Notas iniciais
Inspirado em um sonho.

Eu não sei nada sobre viver, e essas emoções estão me punindo, eu me sinto cada vez mais recluso e fraco.

Essa falta do melhor que um dia eu pude ser, é a mesma falta do melhor que um dia eu poderia ser. No fim eu nunca sou o melhor, apenas me entrego a essas emoções melancólicas acompanhadas pelo vazio.

Vazio, aquele que não há nada, a ausência de matéria. O nada, infinito.

Tudo aqui parece um sonho.
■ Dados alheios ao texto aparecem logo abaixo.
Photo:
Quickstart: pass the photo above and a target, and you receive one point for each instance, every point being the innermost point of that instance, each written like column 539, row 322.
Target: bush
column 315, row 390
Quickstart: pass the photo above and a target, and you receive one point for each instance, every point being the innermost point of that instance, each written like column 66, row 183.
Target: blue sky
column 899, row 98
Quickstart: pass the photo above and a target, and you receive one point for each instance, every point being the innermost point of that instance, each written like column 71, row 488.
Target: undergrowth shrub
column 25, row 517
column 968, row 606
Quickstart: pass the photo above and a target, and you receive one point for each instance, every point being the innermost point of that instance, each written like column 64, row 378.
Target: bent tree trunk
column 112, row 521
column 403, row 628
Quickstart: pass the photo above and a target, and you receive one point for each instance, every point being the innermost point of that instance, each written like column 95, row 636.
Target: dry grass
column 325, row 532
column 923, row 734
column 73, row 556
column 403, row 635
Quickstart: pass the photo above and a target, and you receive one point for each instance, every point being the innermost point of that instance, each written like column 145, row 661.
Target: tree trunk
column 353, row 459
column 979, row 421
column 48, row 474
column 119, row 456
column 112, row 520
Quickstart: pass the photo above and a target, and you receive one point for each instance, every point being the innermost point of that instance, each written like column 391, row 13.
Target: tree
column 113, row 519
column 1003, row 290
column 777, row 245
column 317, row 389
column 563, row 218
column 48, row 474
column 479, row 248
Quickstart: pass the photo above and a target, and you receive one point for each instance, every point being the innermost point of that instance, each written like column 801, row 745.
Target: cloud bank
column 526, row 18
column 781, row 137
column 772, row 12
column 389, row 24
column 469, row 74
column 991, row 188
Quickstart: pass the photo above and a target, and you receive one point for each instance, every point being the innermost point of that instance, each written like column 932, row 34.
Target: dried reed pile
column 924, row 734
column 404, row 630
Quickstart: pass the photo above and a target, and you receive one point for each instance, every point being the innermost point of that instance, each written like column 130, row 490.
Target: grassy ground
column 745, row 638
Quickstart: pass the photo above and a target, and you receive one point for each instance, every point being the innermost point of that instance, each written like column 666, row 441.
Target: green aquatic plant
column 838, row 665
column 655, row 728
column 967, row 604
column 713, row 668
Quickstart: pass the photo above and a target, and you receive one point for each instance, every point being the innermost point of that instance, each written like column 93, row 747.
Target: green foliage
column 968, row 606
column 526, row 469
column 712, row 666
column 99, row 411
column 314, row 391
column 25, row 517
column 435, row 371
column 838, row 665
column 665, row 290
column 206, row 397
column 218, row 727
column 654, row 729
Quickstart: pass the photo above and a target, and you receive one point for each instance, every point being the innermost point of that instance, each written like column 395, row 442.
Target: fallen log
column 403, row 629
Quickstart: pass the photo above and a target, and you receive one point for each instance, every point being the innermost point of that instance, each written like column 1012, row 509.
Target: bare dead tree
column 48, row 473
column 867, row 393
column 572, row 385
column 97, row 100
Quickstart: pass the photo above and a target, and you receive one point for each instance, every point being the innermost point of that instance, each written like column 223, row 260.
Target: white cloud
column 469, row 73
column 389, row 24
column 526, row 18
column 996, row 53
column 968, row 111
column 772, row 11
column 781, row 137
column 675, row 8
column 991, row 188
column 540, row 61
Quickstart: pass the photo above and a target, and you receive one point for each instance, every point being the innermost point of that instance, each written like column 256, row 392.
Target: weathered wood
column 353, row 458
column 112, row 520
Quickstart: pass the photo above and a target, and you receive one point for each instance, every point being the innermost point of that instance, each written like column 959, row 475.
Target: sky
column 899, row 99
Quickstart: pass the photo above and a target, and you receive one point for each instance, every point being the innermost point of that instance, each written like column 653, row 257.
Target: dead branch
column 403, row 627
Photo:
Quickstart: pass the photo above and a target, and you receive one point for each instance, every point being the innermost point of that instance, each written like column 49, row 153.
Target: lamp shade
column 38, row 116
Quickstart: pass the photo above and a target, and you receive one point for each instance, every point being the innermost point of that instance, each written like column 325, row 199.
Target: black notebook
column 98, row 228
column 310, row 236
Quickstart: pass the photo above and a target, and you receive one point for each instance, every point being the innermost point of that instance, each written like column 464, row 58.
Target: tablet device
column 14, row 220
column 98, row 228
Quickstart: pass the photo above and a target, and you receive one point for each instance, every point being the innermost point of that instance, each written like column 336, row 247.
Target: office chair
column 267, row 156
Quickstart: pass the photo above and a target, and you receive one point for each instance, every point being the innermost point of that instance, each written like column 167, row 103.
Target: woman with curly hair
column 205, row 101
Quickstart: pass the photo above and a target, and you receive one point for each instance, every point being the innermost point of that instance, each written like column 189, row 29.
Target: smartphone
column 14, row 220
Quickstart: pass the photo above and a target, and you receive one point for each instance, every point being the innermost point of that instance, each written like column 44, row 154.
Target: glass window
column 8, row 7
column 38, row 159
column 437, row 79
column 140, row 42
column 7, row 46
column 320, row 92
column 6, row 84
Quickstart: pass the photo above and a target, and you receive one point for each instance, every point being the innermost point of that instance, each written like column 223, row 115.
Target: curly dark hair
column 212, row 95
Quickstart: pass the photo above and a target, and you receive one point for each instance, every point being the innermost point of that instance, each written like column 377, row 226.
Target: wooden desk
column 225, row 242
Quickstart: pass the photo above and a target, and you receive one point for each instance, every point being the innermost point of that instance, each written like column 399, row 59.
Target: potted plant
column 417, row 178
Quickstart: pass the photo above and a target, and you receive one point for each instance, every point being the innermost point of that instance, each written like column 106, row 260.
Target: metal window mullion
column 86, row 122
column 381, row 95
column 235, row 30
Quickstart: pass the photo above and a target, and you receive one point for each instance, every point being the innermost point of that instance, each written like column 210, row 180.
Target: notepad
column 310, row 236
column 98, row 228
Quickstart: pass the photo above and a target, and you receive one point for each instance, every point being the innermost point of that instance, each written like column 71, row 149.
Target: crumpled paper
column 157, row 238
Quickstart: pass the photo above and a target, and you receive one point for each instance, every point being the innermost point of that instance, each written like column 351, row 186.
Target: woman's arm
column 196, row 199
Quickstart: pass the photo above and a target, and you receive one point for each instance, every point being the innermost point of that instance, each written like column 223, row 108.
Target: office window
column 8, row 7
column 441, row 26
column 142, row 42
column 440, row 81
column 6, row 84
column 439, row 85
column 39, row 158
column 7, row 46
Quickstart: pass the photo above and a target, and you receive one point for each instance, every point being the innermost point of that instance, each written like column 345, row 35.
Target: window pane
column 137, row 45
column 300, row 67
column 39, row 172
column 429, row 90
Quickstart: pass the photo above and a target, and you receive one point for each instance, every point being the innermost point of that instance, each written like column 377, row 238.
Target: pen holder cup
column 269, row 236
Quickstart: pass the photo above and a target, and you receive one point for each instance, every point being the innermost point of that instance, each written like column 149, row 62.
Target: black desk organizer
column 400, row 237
Quando sonho, tudo que reside lá é uma porta, uma única porta que ao observar, sinto que vai além da minha compreensão.

A porta do vazio está aberta.

É uma visão, uma visão do fim.

O fim está tão perto.

Pecado. É o pecado de me sentir primitivo, fracassado, depressivo e triste. A preguiça sempre me faz procrastinar minhas pendências, sempre me fazendo achar que tudo que acontece de ruim é minha culpa.

Eu me sinto cansado, como se meu quarto fosse meu único refúgio, não quero conflitos, não quero ver ninguém.

Estou ácido demais pro meu gosto, sabia baby?

Pecado e Punição.

São os dois lados da mesma moeda.

Minhas emoções me jogam em um ciclo infinito de tristezas e decepções, me criando traumas insolúveis, que não permitem resistência.

Se resistir é inútil, realmente pode fazer um humano desistir. Eu sou diferente? Diferente de quem e em quê?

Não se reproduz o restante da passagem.